The measurement problem and the completeness of quantum states

TL;DR

This paper proposes a solution to the quantum measurement problem by linking the equivalence of reduced and mixed states to the completeness of quantum states, emphasizing entanglement as the origin of quantum randomness.

Contribution

It offers a novel interpretation of quantum measurement as a two-step process rooted in standard quantum mechanics, connecting measurement postulate to state completeness.

Findings

Measurement process involves controllable entanglement and uncontrollable detection

Wave function collapse is subjective and linked to entanglement

Quantum randomness originates from entanglement

Abstract

In this paper, we present a thought experiment that demonstrates that the equivalence of quantum reduced states and statistical mixed states of ensembles is not merely a simple mathematical formulation in quantum mechanics, but rather possesses profound physical underpinnings.

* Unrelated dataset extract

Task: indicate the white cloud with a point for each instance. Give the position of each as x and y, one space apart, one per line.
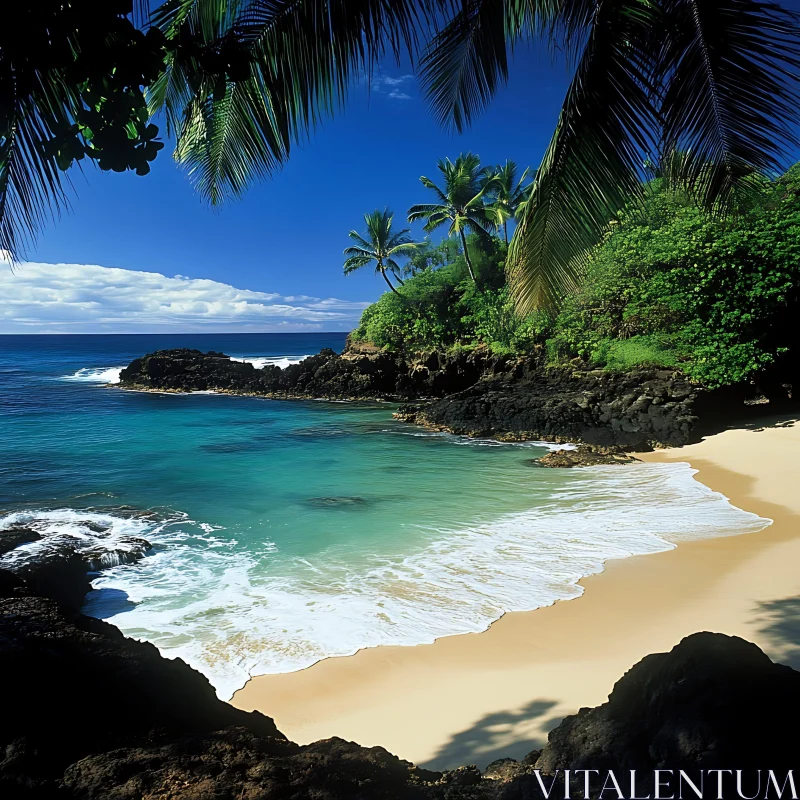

Based on the equivalence, we give a possible solution to the quantum measurement problem. We describe quantum measurement process as two-step physical process: one microscopically controllable process which generates an entanglement between the system being measured and a marking system (or property), and one macroscopic process (uncontrollable microscopically) which detects states (or properties) of the marking system. With the solution, we conclude that the measurement postulate is just a corollary of the completeness of quantum states. Our solution is entirely rooted in the traditional formalism of quantum mechanics, requiring no extensions or modifications to it. We also point out that quantum randomness originates from entanglement, and the collapse of the wave function is a subjective process.